As a Devils fan, I have always feared overtime. I would think any hockey fan would fear overtime. Any play could spell the end. Any flip into the zone could end in disaster. Any blue line slap towards the net could get deflected ten times and find its way to the twine. Hockey is the fastest game, and within a blink of an eye, a game could end. For most of my memory, I've seen the Devils lose OT playoff games. During the last two rounds of that 2003 Cup run, the Devils went 0-4 in OT, losing twice each to Ottawa and Anaheim. They lost key OT games to Carolina in 2006 and 2009. That all seemed to change in 2012. The Devils entered that game 3-1 in OT games, including back-to-back wins to finish off Florida in the 1st round. The stage was well set.

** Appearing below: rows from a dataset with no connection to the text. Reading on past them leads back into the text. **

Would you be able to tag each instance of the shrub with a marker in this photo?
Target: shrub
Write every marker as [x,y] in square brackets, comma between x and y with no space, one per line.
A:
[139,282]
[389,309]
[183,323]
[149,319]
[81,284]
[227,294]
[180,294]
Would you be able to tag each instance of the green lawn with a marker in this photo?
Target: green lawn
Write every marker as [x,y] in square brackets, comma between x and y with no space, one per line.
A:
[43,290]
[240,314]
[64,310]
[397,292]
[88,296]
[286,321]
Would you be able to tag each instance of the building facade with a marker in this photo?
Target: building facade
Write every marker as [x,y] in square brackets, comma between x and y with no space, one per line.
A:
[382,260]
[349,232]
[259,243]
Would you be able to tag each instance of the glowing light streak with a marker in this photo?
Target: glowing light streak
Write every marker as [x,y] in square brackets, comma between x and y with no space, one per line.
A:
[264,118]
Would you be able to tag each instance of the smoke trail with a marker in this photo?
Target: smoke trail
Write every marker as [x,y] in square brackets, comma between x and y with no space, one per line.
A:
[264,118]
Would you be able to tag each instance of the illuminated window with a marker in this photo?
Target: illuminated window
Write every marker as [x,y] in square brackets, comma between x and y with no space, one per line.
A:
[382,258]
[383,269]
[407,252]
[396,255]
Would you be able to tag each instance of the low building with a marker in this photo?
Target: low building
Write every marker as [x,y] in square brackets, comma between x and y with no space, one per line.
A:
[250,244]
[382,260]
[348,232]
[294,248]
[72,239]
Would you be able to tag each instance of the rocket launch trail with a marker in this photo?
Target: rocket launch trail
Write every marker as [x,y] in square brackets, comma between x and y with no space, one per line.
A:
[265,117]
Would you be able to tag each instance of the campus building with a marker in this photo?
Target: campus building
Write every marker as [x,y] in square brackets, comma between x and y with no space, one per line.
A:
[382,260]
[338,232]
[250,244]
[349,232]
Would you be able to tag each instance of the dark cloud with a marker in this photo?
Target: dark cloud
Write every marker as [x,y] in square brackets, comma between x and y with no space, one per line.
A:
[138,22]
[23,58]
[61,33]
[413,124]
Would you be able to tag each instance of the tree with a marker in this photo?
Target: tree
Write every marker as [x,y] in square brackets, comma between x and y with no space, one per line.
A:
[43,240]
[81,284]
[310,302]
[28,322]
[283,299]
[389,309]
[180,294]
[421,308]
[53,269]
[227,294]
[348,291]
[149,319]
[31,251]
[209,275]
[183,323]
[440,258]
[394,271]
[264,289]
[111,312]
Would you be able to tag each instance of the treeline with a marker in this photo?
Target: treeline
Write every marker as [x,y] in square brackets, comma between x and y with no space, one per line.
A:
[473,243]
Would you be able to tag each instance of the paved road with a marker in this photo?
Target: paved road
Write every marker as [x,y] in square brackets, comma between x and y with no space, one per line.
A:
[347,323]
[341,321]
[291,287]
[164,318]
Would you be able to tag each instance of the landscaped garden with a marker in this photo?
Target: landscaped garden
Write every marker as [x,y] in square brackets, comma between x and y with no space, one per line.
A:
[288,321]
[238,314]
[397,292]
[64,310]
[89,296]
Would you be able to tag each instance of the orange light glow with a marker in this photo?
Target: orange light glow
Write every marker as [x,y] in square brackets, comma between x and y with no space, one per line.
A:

Luckily for my heart and sanity, the Devils ended it quickly. It was an innoucuous rush, but a mad one. Lexi Ponikarovsky flipped it on goal, players mauled Lundqvist, including Kovalchuk. The puck slipped through Hank's legs, and Adam Henrique smacked it into an open net. The OT lasted all of 1:15, and the Devils broke 18 years of demons in one moment. In that moment, the way that series ended, with the Rangers hopes dashed in OT when they had their best team since their Cup, and having my Devils do it to them, I honestly did not care if they won the Cup or not.
Being a fan of a clearly inferior team, from a fanbase and support level, is an interesting position to be in. Putting aside the Yankees, the Devils were clearly the best franchise in New York sports from 1995-2012. They won 3 Cups, made the Finals two more times, and made the playoffs all but one season. They were, in many senses, a dynasty. But they still had to play second fiddle to the Rangers. That will never change, but at least now they had one back on them. 1994 will never die. It was a seminal moment in the league's history, allowing Mark Messier to make and make good on his guarantee, and have his shaking, gleaming face holding the Cup be a moment splashed across all Cup montages from then until forever. But now we could answer 1994 with 2012, and that was all I could ask for.